I was born and grew up in South Sudan when it was at war, and I never saw things like this.”

The help these people now need to survive here in Congo – itself ravaged by years of wars, militia rebellions, and careless government – is slowly increasing, but aid resources are stretched thin among other crises.

UNHCR, the UN Refugee Agency, and the Congolese authorities are expecting to individually register more than 4,000 South Sudanese during visits to the remote areas of northern Congo in late February and early March. UNHCR has already distributed essential items like pots, soap and water cans. The World Food Programme has given food and more is coming.

Similar efforts are underway in other places where the people displaced by this crisis have fled – in South Sudan itself, and in the Central African Republic and Uganda.

A great deal more is needed, says Josselyn Midadje, a UNHCR protection officer leading the registration operation in Congo. “What is important to do to save human lives now is for the international community to turn their eyes to this crisis, and give it the same attention as the Libyan crisis, or the crisis in Syria that we talk about so much,” she insists.

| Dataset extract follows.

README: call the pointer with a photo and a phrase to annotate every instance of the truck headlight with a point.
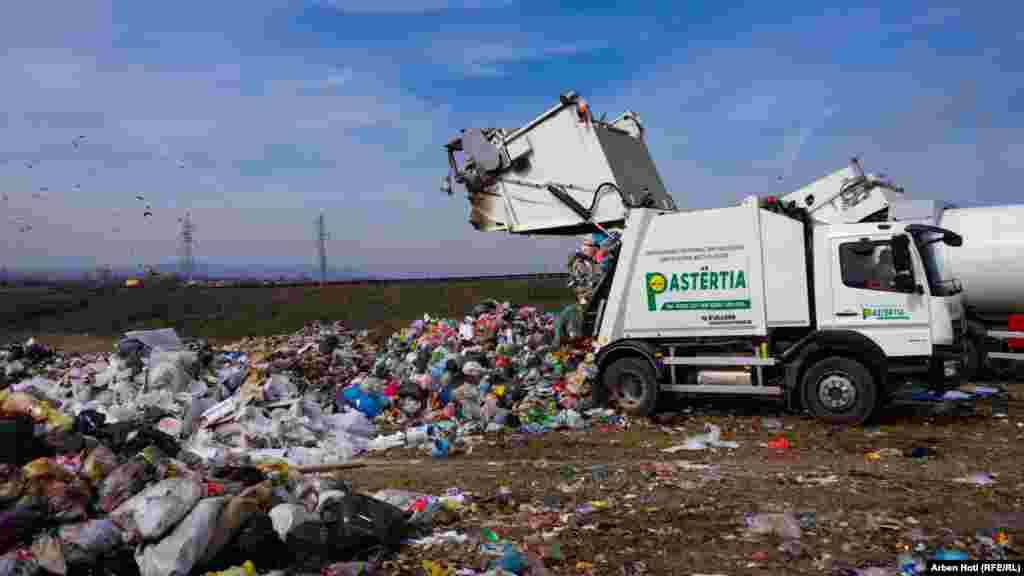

“This South Sudan crisis is one nobody talks about. These are really harsh conditions for these people, and I think in terms of shelter, food and medicine, we need to intervene very quickly.”

Children, targeted by the militia, continue to struggle even if they have reached safety. Michael Agima, a 17-year-old who was top of his class in science and wanted to be an engineer, saw boys in his class kidnapped to be child soldiers. Once abducted, rebel commanders forced them to call on friends, tricking them to come out and be taken hostage as well. “I’m worried because I don’t think I can finish my schooling now,” he says. “But I could not stay there to be a soldier.”

“This South Sudan crisis is one nobody talks about.”

Victoria Miidie, 16, saw her friends being taken by the rebels, too. “Some were being raped, some were being forced to cook for the gunmen,” she says. “If you refuse maybe they cut off your head or shoot you dead there in the bush.”

The trauma of the survivors is intense, and each is left to cope in their own way. In January, Justine Underete’s front room became a frontline during a gun battle in Yambio, when her husband was away. She took the children and fled to Congo, and has not heard from him since.

“The children miss their father,” she says. She pauses, lost in thought. “Sometimes, I hold my phone to my ear and pretend I’m talking to him. I tell them he says he’s coming soon. They say, ‘Oh good, ask him to bring us sweeties’. Of course I can’t tell them that I don’t even know if he is alive or dead.”